RESEARCH APR 2026 · 8 min read

What cubicle measures, and the research it rests on.

A look at how we designed our AI skills assessment, what the underlying research says, and how it fits into existing hiring processes.

by Chris Ackerman

Co-founder · CTO

TL;DR (90-second read)

The problem we're working on. AI skills are difficult to define and even harder to evaluate in a standardized way. Hiring teams know they need to assess AI fluency — recent work increasingly depends on it — but the field doesn't yet have a shared rubric for what "good" looks like, and existing assessment formats weren't designed for it.
What we measure. Two pillars grounded in peer-reviewed research: Structured Prompting (framing, constraining, and refining instructions to an LLM) and Output Evaluation (detecting errors, hallucinations, and unsafe reasoning in AI-generated work). Nine sub-skills sit underneath, each tied to observable candidate actions and a 0–5 rubric.
How we measure it. Realistic job simulations in knowledge-work context — desk research, output review, multi-turn refinement, repeatable deliverables — with AI tools available alongside source material. We score the process (what the candidate did and in what order), not just the results.
How it fits an existing hiring process. Roughly 30 minutes of candidate time. Designed to sit where a take-home case or screening assessment already sits, not to replace behavioral or final-round case interviews (for now, at least).
Customization. Works out of the box. Adapts to a pasted job description. Ingests real (anonymized) firm materials when a more tailored screen is wanted. Rubrics are constant across all three modes, so candidate scores remain comparable.
Where we are. Funded through MIT Sandbox; looking for 3–5 pilot partners.

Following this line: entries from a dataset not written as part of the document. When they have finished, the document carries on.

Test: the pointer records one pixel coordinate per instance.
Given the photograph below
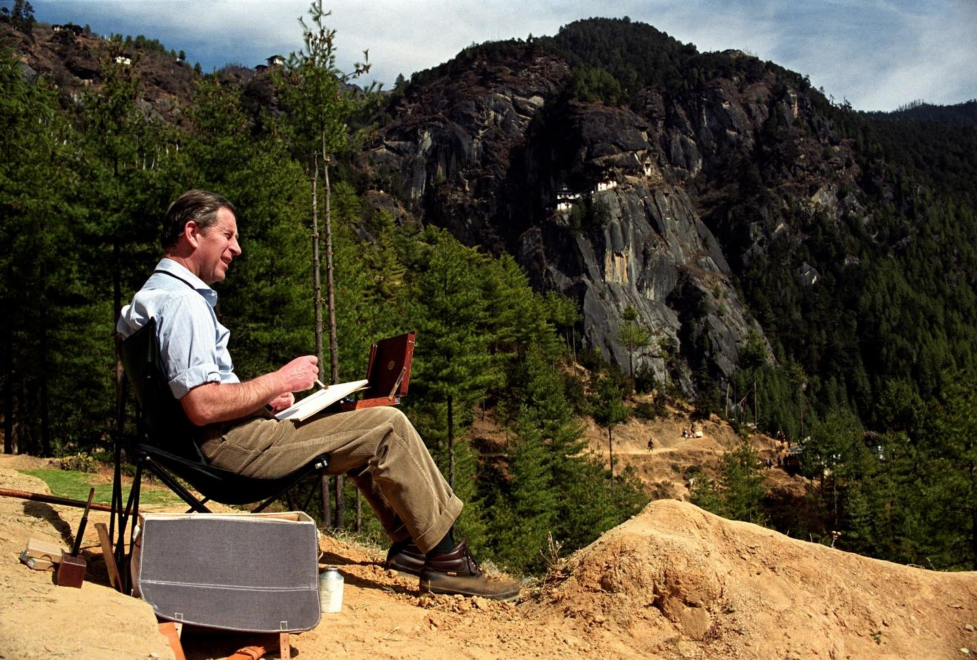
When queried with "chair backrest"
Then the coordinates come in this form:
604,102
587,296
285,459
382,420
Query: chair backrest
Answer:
167,425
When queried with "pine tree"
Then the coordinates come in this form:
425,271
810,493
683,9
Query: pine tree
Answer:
633,336
452,362
607,404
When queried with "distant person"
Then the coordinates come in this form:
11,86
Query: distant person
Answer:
378,447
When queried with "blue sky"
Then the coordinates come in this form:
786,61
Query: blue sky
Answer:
877,54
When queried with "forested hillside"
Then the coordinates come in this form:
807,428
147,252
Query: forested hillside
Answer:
749,246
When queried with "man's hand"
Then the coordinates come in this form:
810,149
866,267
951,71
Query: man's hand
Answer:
221,402
281,402
300,374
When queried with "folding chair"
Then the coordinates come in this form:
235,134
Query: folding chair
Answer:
165,445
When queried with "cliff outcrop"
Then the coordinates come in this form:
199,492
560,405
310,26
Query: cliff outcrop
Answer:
615,206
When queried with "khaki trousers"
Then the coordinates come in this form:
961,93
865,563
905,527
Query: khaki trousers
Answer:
401,481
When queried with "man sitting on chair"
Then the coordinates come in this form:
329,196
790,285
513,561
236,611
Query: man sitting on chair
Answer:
378,447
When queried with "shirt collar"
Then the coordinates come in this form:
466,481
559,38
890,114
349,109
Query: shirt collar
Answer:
181,272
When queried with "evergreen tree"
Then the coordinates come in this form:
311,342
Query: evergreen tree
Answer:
633,336
452,362
607,406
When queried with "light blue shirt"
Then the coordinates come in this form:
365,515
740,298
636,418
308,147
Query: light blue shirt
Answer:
193,343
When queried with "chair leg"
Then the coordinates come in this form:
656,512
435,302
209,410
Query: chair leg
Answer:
120,521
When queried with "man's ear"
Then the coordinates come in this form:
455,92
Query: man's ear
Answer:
192,231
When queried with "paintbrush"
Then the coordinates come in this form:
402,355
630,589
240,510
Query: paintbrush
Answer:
81,527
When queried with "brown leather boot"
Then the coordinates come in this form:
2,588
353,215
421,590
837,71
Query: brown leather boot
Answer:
410,559
457,572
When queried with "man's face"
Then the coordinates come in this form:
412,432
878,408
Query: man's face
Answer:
216,247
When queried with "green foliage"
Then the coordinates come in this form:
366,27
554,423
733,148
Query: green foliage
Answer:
82,462
76,486
632,335
738,491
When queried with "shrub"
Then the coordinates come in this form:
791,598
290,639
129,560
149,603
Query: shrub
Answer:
80,463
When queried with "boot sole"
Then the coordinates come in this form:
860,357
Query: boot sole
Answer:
443,591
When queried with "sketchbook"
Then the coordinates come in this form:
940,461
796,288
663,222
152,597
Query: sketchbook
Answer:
313,403
387,379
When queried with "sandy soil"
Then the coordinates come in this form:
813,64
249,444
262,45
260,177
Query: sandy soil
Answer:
673,582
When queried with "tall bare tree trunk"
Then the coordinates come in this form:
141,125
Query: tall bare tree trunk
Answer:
116,311
451,443
330,287
333,338
317,305
43,388
8,391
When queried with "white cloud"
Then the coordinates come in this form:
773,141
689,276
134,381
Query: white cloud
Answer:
878,54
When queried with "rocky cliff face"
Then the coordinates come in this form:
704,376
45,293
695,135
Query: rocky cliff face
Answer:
604,204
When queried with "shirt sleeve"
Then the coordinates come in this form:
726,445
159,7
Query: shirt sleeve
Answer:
187,331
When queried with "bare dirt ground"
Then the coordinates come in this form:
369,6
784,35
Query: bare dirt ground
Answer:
673,582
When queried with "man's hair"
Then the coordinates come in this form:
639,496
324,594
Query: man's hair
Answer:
197,205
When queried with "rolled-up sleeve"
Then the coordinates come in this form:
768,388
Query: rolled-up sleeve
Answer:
188,343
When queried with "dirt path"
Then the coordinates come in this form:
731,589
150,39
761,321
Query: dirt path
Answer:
673,582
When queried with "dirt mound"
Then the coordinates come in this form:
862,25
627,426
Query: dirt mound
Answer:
677,581
673,582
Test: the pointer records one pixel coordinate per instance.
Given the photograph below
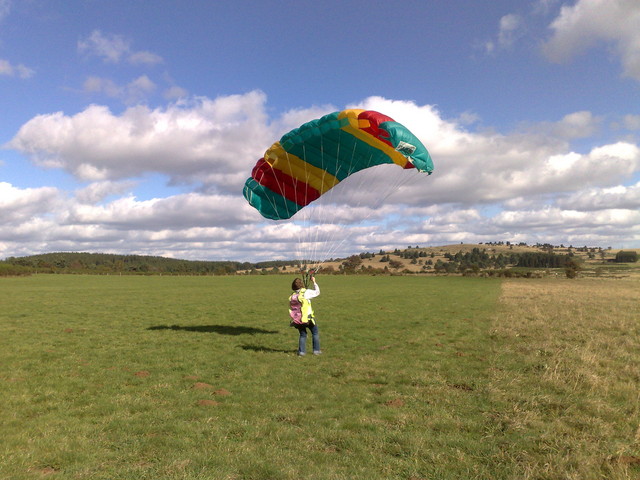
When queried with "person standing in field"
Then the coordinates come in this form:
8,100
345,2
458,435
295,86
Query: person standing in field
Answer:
301,314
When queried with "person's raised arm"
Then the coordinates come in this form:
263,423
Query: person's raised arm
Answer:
309,294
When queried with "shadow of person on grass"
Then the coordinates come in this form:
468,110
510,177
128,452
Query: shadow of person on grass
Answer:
258,348
220,329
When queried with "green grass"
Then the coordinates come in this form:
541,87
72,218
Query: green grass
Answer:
108,377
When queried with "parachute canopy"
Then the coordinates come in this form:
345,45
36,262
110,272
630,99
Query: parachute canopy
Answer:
313,158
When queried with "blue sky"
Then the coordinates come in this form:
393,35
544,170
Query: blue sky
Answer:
130,127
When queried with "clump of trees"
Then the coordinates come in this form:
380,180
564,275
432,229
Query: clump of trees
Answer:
626,256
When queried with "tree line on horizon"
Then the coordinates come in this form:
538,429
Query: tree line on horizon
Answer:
473,262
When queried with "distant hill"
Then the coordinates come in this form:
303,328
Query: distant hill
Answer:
490,258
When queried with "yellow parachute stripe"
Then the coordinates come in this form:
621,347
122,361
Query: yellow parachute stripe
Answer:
297,168
354,128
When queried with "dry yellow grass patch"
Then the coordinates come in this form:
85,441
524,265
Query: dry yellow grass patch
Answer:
567,373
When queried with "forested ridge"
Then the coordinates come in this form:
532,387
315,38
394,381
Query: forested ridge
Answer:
411,260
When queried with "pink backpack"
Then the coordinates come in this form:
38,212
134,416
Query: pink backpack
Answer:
295,310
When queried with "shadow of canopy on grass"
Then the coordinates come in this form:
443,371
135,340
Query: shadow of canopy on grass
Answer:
219,329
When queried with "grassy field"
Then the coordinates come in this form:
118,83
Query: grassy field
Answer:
108,377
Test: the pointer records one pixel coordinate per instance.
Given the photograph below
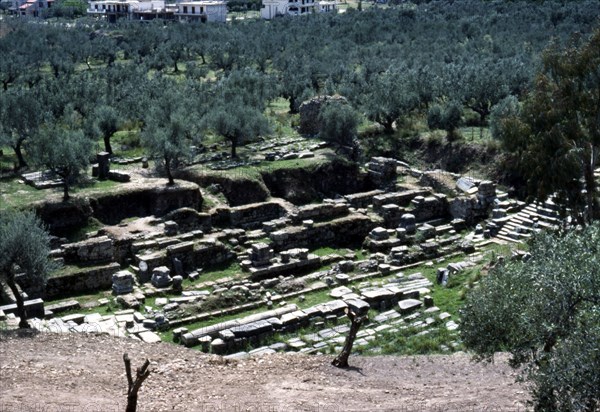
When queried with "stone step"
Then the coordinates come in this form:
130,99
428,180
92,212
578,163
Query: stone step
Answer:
507,238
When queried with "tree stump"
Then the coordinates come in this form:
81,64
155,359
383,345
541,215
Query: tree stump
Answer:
134,386
341,361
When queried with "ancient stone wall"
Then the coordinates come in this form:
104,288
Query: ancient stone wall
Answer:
154,198
81,281
339,232
62,217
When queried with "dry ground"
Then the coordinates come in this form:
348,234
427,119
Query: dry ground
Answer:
49,372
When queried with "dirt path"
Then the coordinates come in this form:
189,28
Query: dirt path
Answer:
48,372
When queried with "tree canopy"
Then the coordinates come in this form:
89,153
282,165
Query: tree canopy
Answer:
24,249
545,311
555,139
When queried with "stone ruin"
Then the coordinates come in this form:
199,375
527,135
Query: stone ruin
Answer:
398,223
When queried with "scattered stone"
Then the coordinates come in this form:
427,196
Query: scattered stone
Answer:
149,337
409,305
161,277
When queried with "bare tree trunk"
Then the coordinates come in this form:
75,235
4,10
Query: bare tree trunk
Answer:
134,386
341,361
168,170
23,324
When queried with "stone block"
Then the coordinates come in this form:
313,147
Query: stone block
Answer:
409,305
149,337
161,277
122,282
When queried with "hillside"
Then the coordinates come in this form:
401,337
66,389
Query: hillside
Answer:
53,372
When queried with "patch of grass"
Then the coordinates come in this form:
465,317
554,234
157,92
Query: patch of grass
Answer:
81,233
408,341
326,251
476,134
230,269
14,193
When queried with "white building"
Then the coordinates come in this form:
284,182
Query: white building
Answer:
30,8
129,9
274,8
199,10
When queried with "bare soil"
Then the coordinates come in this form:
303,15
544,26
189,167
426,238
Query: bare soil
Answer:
51,372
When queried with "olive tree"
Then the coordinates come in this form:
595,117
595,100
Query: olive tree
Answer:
545,311
24,248
64,151
338,123
558,130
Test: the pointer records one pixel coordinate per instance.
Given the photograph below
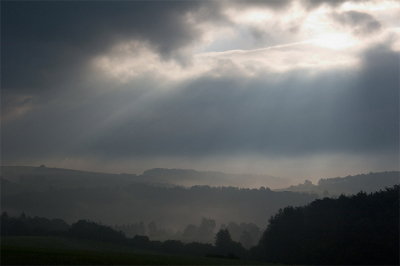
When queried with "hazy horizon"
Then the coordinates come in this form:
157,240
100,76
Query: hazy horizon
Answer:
294,89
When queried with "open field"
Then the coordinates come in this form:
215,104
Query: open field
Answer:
67,251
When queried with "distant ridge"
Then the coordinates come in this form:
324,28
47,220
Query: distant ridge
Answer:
370,182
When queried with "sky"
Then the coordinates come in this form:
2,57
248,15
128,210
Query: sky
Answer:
303,89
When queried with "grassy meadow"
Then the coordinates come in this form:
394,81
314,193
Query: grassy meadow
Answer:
39,250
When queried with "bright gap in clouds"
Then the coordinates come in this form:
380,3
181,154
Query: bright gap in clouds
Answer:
336,41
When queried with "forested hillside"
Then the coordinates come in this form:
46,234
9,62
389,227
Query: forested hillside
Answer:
361,229
349,185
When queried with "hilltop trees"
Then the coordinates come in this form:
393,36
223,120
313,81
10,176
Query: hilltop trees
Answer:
358,229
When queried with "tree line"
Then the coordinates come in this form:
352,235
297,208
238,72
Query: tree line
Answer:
359,229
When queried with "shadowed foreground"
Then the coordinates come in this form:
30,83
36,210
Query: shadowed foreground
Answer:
34,250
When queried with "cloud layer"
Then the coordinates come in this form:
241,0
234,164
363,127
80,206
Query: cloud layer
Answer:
134,81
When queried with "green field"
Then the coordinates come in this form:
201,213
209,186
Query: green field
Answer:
31,250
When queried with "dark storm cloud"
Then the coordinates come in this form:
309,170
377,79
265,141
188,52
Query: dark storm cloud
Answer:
361,23
44,43
333,112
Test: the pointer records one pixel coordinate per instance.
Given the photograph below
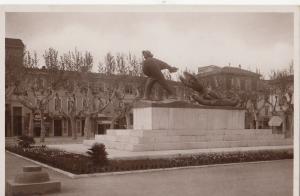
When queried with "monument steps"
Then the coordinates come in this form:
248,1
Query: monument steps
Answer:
189,145
153,140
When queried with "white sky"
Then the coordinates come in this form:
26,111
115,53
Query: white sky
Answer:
263,40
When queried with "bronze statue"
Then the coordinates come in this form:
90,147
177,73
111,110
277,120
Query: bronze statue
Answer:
206,96
152,68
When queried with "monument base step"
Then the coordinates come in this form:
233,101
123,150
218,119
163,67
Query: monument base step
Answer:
156,140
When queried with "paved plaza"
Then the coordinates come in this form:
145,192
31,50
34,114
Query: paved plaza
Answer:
274,178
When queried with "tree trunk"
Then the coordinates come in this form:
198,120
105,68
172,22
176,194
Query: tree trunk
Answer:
87,127
127,118
43,130
112,124
30,125
73,127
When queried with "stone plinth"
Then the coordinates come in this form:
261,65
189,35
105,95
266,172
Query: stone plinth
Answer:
181,126
182,116
32,181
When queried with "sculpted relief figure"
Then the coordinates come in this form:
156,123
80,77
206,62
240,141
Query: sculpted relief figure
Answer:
152,68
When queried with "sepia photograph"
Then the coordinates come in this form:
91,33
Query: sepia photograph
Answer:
150,100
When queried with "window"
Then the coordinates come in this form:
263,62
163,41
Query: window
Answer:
129,89
57,103
71,104
254,84
228,83
266,110
84,103
243,85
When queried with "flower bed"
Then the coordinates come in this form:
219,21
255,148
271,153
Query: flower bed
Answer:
80,164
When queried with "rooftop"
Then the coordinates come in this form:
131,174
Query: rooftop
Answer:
11,42
214,70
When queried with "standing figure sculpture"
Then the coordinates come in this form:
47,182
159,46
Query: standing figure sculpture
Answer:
152,68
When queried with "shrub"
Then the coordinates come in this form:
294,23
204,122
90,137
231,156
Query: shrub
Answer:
81,164
98,154
25,141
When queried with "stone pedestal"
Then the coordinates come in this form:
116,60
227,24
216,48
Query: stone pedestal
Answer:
33,181
181,126
182,116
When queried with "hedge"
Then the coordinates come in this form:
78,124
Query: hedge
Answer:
81,164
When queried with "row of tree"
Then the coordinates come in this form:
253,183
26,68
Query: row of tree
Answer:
60,71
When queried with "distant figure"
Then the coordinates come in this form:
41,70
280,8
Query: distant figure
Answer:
152,68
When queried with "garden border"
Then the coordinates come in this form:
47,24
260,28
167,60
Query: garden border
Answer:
77,176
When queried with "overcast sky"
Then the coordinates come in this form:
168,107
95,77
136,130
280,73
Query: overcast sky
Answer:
263,40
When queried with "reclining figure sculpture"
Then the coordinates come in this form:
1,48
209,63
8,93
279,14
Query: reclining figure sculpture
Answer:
205,96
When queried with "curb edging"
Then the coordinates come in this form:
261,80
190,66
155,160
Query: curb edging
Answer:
77,176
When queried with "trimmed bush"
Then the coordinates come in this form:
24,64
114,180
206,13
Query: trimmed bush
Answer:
80,164
98,154
25,141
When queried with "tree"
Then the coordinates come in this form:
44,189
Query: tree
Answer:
110,64
121,67
78,67
36,93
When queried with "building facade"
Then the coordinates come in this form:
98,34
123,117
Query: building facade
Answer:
23,116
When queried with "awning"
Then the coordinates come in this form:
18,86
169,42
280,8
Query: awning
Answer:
275,121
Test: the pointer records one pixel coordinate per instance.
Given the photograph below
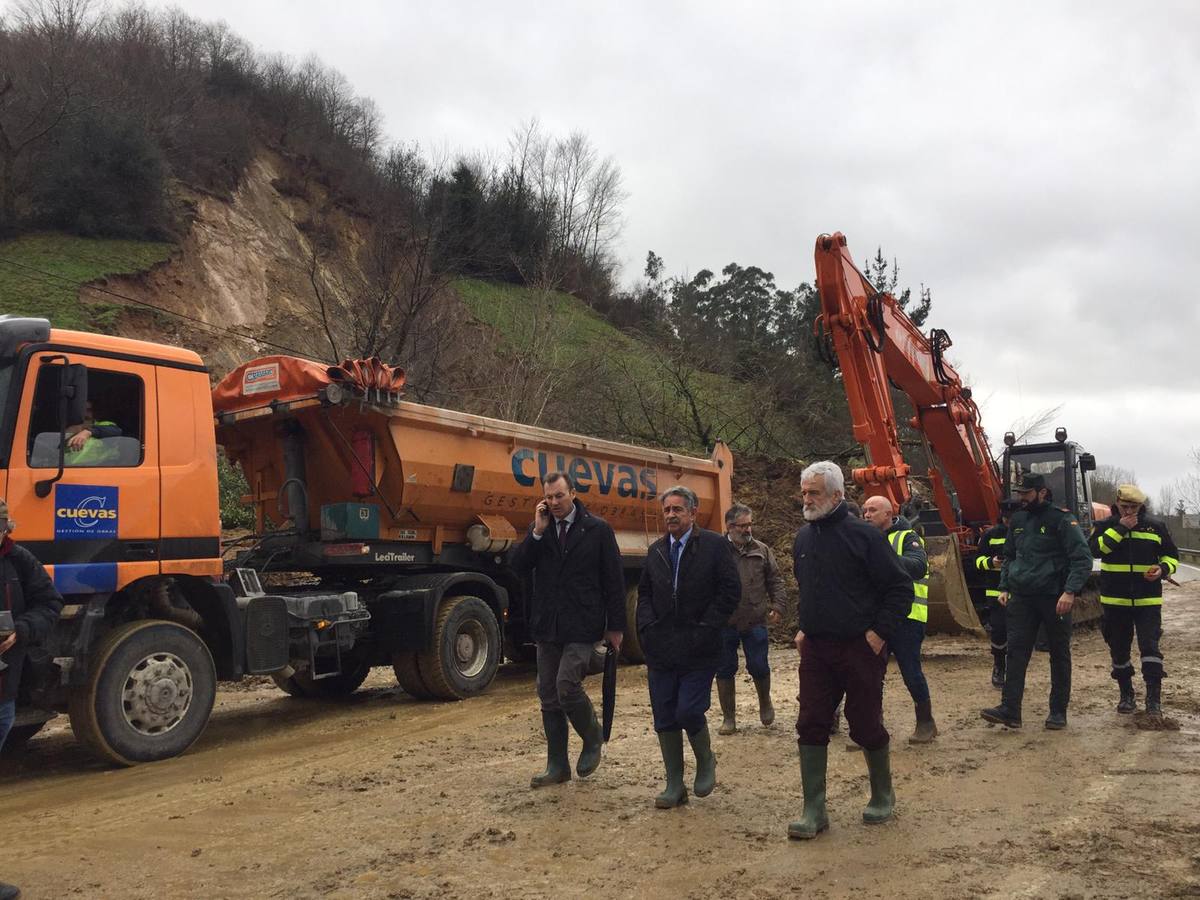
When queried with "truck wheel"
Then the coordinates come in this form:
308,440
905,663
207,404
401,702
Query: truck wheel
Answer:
408,675
630,647
300,684
465,651
148,696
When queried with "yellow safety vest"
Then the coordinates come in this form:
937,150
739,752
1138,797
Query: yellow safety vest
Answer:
921,586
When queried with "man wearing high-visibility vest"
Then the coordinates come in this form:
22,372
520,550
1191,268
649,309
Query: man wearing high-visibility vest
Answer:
1135,553
989,559
905,643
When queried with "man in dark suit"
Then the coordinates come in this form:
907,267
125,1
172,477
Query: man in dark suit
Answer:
689,588
579,598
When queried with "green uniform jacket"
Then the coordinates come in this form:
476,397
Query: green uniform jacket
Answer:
1045,553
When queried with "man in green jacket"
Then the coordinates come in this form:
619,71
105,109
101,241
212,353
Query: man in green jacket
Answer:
1047,562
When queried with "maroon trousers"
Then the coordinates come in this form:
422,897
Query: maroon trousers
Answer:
829,669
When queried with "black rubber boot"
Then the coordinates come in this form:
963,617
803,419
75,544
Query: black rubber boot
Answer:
883,798
727,696
558,768
1002,715
766,709
814,762
583,720
1128,702
676,795
706,762
1153,696
927,729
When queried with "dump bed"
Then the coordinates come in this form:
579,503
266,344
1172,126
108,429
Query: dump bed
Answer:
433,474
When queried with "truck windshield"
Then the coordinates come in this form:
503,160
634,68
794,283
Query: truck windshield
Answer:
1051,463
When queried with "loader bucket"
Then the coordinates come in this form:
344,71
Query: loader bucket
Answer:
951,610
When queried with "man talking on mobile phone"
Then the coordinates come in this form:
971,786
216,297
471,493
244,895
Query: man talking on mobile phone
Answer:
579,598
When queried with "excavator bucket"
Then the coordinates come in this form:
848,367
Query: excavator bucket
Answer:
951,610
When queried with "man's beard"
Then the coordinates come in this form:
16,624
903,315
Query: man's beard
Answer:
822,509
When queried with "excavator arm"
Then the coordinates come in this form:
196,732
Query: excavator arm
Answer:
876,343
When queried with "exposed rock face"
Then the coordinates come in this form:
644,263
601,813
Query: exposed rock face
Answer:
245,265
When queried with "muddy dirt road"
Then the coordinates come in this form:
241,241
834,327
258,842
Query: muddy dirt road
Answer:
383,797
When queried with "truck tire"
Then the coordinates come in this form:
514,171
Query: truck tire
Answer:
148,696
408,675
299,684
465,649
630,647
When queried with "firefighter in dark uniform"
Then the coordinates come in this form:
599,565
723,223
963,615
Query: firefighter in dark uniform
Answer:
1047,563
1135,553
989,559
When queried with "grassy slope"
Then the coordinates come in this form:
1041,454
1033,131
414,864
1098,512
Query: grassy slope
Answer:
505,307
41,274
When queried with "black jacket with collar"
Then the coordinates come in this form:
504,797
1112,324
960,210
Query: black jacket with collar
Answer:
35,604
579,591
679,627
850,579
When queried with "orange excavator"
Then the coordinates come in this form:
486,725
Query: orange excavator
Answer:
868,335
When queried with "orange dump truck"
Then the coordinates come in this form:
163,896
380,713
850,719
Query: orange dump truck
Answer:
382,540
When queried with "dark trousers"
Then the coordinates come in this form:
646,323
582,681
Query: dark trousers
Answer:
829,669
997,622
1119,625
7,714
754,642
1026,613
679,700
561,672
905,646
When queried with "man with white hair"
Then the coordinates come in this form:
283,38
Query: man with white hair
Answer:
853,597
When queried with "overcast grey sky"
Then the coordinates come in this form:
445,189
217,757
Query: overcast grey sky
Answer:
1033,163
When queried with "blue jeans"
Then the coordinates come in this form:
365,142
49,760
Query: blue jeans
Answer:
905,646
755,643
7,713
679,700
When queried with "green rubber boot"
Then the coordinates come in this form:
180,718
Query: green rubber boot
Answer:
706,762
676,795
583,720
558,768
814,759
883,798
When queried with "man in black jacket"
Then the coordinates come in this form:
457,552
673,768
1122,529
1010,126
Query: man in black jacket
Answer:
579,597
35,605
853,595
689,588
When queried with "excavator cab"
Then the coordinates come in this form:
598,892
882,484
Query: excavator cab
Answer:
1065,465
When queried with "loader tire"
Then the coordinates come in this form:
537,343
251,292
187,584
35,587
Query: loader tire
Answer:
465,649
148,696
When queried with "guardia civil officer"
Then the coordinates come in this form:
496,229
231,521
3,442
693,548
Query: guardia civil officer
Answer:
1047,564
1135,552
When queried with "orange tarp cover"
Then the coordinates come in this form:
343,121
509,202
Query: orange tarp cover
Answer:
286,378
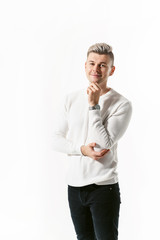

→ Book a 20-minute pilot conversation.

The details

Why AI skills are hard to evaluate

Generative AI has changed the day-to-day work that early-career consultants do. Drafting, summarizing, restructuring data, producing competitor profiles at scale — these are increasingly AI-assisted in practice, including at firms whose hiring processes still treat AI as out of scope.

Hiring teams have noticed. The harder question is what to do about it. Three constraints make AI skills uniquely difficult to assess:

It's a doing-skill, not a knowing-skill. Knowing what good AI use looks like is different from doing it under pressure. Quizzes and knowledge-tests measure the first. They miss the second entirely.
Good output ≠ good process. Two candidates can produce nearly identical final artifacts from very different processes — one who set context cleanly on the first prompt, and one who iterated past several confused outputs to get there. They will perform differently on day three of an engagement, but the artifact alone won't tell you which is which.
The research is recent. The last two years have produced real evidence on what skilled AI users do, but it's scattered across different fields and there's no shared way to score it.

We're building to solve for these. Consulting firms, our first customers, already feel the problem. They know AI fluency matters, and they're inventing their own workarounds: take-homes that allow AI + ad hoc questions about how candidates used it. What is missing now is a standardized way to do this without losing the ability to tailor the assessment to their actual work.

Why consulting

Our primary customers are consulting firms for three reasons:

They already iterate their hiring process often and spend real time and budget customizing assessments — there is established willingness to invest in screening quality.
Their retention sits below the white-collar average — 80% at 18 months versus 88% across white-collar work, and MBB tenure averages 2.7 years against a 3.9-year industry mean (Onrec; BLS 2024; CaseCoach). A weak hire is more costly when the firm has fewer people to absorb the gap.
They compete on cutting-edge skills against larger firms but typically can't update assessment infrastructure as quickly. AI-era skill gaps in new hires are felt acutely.

Note: the skills we measure generalize beyond consulting.

What we measure

The assessment is organized around the following two pillars:

Structured Prompting is how well someone frames, constrains, and refines instructions to an AI to get a specific work outcome. Six sub-skills sit underneath, covering things like setting context, specifying outputs, breaking work into smaller steps, and refining across turns. Each is scored 0 to 5 based on what the candidate actually does.

Output Evaluation is how well someone catches errors, hallucinations, logical gaps, and unsafe reasoning in AI-generated work. Six more sub-skills cover fact-checking, spotting math and data errors, cross-referencing sources, and recovering when the AI drifts off-task.

We chose these pillars based on research across different industries.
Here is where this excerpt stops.